Verzicht und Respekt werden von uns gefordert. Gibt es in der christlichen Tradition Vorstellungen, warum wir das leben sollten?

Bei Paulus gibt es ja die Vorstellung vom Leib Christi. Ein Bild von radikaler Interpendenz, spirituell und materiell. Im Korintherbrief reflektiert er, welchen Effekt Handlungen, die ich tue, auf andere haben.
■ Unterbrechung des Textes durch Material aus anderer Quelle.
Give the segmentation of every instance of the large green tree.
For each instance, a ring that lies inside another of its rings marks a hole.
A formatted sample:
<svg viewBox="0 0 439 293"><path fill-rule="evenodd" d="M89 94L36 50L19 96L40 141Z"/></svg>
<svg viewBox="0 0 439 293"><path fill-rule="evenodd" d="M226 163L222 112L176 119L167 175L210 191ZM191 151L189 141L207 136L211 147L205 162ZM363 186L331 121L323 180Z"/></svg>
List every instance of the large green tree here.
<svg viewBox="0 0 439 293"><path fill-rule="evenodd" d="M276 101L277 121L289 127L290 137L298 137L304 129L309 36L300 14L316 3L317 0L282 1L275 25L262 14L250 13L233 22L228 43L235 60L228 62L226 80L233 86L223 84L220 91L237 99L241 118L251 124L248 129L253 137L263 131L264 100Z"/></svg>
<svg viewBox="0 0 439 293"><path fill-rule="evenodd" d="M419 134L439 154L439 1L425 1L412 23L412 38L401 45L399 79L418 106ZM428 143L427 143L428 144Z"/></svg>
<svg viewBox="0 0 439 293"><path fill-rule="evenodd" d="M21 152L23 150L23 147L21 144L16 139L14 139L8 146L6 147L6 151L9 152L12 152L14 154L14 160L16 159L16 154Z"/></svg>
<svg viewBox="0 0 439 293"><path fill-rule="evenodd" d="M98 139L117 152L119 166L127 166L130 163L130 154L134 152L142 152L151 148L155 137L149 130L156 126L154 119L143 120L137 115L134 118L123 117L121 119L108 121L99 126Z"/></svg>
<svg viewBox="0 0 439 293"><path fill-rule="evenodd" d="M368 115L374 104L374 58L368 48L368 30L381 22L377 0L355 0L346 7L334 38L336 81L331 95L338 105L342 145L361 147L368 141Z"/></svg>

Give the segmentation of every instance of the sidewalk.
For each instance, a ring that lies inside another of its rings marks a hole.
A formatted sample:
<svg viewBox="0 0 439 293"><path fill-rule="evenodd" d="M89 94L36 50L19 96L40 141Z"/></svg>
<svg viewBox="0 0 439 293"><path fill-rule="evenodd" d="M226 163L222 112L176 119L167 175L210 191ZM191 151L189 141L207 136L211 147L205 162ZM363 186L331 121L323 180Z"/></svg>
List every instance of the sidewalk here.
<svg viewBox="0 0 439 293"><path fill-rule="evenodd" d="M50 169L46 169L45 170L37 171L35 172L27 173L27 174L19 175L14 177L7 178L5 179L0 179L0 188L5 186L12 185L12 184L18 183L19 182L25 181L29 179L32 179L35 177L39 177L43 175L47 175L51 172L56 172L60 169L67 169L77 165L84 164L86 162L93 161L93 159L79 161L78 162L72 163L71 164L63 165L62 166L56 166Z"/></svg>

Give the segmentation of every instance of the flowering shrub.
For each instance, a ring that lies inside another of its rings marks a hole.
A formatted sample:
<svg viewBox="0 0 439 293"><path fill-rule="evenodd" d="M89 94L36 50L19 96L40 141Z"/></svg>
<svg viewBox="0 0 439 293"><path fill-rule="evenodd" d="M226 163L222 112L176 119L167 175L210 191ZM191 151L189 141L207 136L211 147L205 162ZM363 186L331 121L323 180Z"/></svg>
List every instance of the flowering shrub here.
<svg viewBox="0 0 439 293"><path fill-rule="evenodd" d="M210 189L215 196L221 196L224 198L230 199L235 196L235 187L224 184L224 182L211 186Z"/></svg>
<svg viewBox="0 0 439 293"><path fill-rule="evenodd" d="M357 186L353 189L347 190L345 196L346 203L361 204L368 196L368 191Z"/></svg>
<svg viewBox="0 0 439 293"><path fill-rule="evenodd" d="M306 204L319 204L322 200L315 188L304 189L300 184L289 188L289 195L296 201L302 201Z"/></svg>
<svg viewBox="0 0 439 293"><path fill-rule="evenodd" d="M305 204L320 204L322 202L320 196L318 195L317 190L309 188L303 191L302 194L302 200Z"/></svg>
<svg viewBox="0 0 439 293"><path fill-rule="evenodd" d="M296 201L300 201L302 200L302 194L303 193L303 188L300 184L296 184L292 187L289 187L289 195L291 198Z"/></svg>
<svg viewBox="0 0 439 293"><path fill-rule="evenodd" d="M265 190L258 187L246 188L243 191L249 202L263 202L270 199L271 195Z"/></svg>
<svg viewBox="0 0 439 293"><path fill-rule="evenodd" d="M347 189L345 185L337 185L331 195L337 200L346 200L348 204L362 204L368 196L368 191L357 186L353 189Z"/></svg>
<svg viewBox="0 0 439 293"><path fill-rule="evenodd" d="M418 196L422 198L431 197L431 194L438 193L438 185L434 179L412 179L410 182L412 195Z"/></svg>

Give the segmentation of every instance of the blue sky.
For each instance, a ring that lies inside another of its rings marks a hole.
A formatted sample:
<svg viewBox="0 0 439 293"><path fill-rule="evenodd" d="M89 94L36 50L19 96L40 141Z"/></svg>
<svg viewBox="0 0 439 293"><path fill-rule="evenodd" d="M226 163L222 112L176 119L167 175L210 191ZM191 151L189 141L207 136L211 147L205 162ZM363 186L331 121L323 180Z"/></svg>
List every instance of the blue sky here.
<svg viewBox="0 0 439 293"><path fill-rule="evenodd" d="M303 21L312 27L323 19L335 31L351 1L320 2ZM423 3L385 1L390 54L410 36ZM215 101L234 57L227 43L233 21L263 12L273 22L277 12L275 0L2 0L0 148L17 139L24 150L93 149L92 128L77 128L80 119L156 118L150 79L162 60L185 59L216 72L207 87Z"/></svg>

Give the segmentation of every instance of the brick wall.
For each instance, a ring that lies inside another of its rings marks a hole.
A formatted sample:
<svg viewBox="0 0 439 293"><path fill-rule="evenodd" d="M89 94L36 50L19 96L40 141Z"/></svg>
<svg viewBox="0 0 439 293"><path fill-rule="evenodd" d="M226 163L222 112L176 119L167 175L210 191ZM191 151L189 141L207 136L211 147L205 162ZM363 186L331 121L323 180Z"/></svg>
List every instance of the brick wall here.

Für Christinnen und Christen sollte das «wer bin ich» immer in ­einer Art Netzwerkdenken stattfinden. Meine Freiheit ist immer bezogen auf die Freiheit des anderen.

Wie kann uns ein Bild vom verletzlichen Gott in dieser Zeit helfen?

Das Bild von Christus, der nicht in Distanz, sondern mitten im Leiden wirksam ist, war schon immer Menschen eine starke Hilfe. Jesus besitzt in den Heilungsgeschichten der Bibel eine transformierende Empathie. Immer ist es so, dass das verletzte Leben von Christus angesprochen und verwandelt wird.

Was hoffen Sie, dass wir aus dieser Ausnahmezeit mitnehmen können?

Ich bin beeindruckt, wie gross sich politische Gestaltungsräume unter dem Druck der Pandemie plötzlich entwickeln konnten. Was könnten wir schaffen, wenn wir diese Gestaltungsfähigkeit auf Probleme wie den Klimawandel anwenden würden? Darüberhinaus hoffe ich, dass wir uns immer wieder an den Moment der Verlangsamung des Lebens erinnern können. Dieser Glücksmoment, der in der ganzen Zeit auch da war. Auf einmal musste man nicht mehr so viel tun und es entstanden Freiräume mit der Verlangsamung des Lebens. Auch wenn sie schnell wieder zugeschüttet wurden. Und ich hoffe, dass wir uns wieder stärker der Offenheit unserer Zukunft bewusst werden. Wir sollten das memento mori wirklich ernst nehmen. Was heisst Vertrauen, wenn ich keine Versicherung habe. Diese Herausforderung liegt immer vor uns. In diesen Zeiten aber besonders.